Retirada das bases militares russas da Geórgia

As declarações dos dirigentes dos ministérios dos Negócios Estrangeiros da Rússia e da Geórgia sobre o início da retirada das bases militares russas da Geórgia e a conclusão deste processo até 1 de Janeiro de 2008 só aparentemente parecem sensacionais.

Na realidade, da parte russa este facto reflecte a tendência para rever a estratégia da Rússia relativamente ao espaço pós-soviético. E tais alterações constituem uma continuação lógica da "compressão das ambições geopolíticas da Rússia" - aliás, um processo que durou durante todo o período pós-soviético e no início do primeiro mandato presidencial de Vladimir Putin culminou com a retirada das bases estratégicas de Cuba e do Vietname. Naquela altura, esta retirada veio legitimar uma realidade que já existia: diferentemente da superpotência que era a União Soviética, a Federação Russa, embora continuando a ser potência mundial, já não podia fazer frente à expansão global dos Estados Unidos e, subsequentemente, teve que reduzir substancialmente a sua actividade política externa e circunscrevê-las ao território da Comunidade de Estados Independentes (CEI).

Naquele mesmo período, embora muito tardiamente, a Rússia começou a implementar a política estratégica de recuperação das relações económicas com os países vizinhos da CEI, colocando como objectivo a intensificação dos processos de integração com a Comunidade sob a liderança russa. Esta tendência manifestou-se em relações económicas especiais com a Bielorrússia e nas facilidades concedidas a todos os países-membros do Espaço Económico Comum (EEC), nomeadamente a cobrança do IVA no país de destino. Contudo, os processos políticos internos que se desenvolveram em alguns países da Comunidade levaram a mudanças nos respectivos governos, com os quais Moscovo apostava na realização dos seus programas integracionistas. Mais ainda, a diplomacia russa passou a ter mais cautela mesmo em relação às elites formais ou realmente amigáveis nos países vizinhos. A Rússia deixou de formar elites amigáveis tanto por causa da falta da estratégia política externa como também devido à imperfeição do sistema de apoio político e financeiro.

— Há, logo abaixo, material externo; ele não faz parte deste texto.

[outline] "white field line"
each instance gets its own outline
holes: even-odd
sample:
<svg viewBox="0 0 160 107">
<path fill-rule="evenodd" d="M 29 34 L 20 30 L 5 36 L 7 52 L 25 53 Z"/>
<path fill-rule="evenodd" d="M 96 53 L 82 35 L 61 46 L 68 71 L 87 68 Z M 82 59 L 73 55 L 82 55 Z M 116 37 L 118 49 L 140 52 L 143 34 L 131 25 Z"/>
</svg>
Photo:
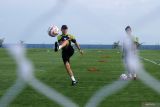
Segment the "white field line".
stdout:
<svg viewBox="0 0 160 107">
<path fill-rule="evenodd" d="M 160 66 L 160 64 L 158 64 L 158 63 L 157 63 L 157 62 L 155 62 L 155 61 L 152 61 L 152 60 L 150 60 L 150 59 L 143 58 L 143 57 L 140 57 L 140 58 L 142 58 L 142 59 L 143 59 L 143 60 L 145 60 L 145 61 L 148 61 L 148 62 L 151 62 L 151 63 L 153 63 L 153 64 L 155 64 L 155 65 Z"/>
</svg>

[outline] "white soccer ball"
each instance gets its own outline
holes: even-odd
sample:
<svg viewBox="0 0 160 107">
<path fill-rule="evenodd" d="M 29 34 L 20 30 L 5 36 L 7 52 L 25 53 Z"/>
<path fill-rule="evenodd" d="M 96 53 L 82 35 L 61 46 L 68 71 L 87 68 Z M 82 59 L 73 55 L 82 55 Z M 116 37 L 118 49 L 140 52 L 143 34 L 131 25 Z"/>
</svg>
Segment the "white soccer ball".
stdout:
<svg viewBox="0 0 160 107">
<path fill-rule="evenodd" d="M 121 80 L 127 80 L 127 79 L 128 79 L 127 74 L 122 74 L 122 75 L 120 76 L 120 79 L 121 79 Z"/>
<path fill-rule="evenodd" d="M 48 35 L 51 37 L 56 37 L 59 34 L 59 28 L 55 25 L 52 25 L 48 29 Z"/>
</svg>

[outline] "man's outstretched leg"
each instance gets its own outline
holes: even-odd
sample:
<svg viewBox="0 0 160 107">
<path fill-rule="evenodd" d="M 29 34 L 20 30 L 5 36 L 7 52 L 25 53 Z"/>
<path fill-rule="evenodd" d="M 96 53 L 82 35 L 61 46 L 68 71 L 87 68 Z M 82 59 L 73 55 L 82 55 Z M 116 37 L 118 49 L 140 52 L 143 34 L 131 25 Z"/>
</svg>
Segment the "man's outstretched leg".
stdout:
<svg viewBox="0 0 160 107">
<path fill-rule="evenodd" d="M 69 41 L 65 40 L 61 45 L 58 45 L 58 42 L 55 42 L 55 52 L 61 50 L 62 48 L 68 46 Z"/>
<path fill-rule="evenodd" d="M 65 68 L 66 68 L 66 70 L 67 70 L 67 72 L 68 72 L 68 74 L 69 74 L 69 76 L 72 80 L 72 86 L 75 86 L 77 84 L 77 81 L 74 78 L 74 74 L 73 74 L 73 71 L 71 69 L 70 63 L 67 61 L 64 65 L 65 65 Z"/>
</svg>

Face à mudança de orientação, o que resta à Rússia é só apostar numa política económica externa diferenciada em relação aos países vizinhos e ao espaço pós-soviético em geral, livrando-se progressivamente da herança anterior que impede a realização de uma política externa mais equilibrada e actualizada. Neste sentido, as relações com a Geórgia poderiam constituir o início de novos vectores da política externa da Rússia no espaço pós-soviético. Com efeito, do ponto de vista estratégico e militar, as bases russas em Batumi e Akhalkalake nada proporcionam à Rússia, a não ser um sinal formal da sua presença militar na região da Transcaucásia. Evidentemente, estas bases poderiam constituir parte do sistema de apoio da presença militar russa, importante desde o ponto de vista da política externa, na Arménia, mas estando situadas no território georgiano, presentemente tão hostil, não serão capazes de desempenhar tal missão.

Os acordos com a Geórgia sobre o estatuto destas bases até ao período de retirada e sobretudo depois da retirada poderiam ser para a Rússia uma boa oportunidade para reivindicar o estabelecimento de relações económicas mutuamente vantajosas de facto com este país, que na realidade é financiado pela Rússia através de preços bonificados dos produtos energéticos russos, sensivelmente inferiores aos que vigoram nos mercados mundiais. É óbvio que, sendo a questão colocada assim a Geórgia pode chantagear a Rússia, prometendo impor um bloqueio energético e comercial à Arménia, que não tem acesso geográfico directo à Rússia. Contudo, neste caso a parte georgiana iria pôr a nu toda a sua política marcadamente anti-russa, ao conferir a um problema puramente económico um acentuado cariz político.

Se a liderança russa fosse consequente - e o que é essencial, persistente - no problema em questão, seria possível criar na Geórgia uma situação que confirmaria a todos uma verdade irrefutável: sem a Rússia este país não tem condições para um desenvolvimento normal e qualquer governo que seja jamais permanecerá no poder se não mantiver boas relações com o grande e poderoso país vizinho. Tanto mais que o regime de Mikhail Saakachvili aos poucos começa a enfraquecer.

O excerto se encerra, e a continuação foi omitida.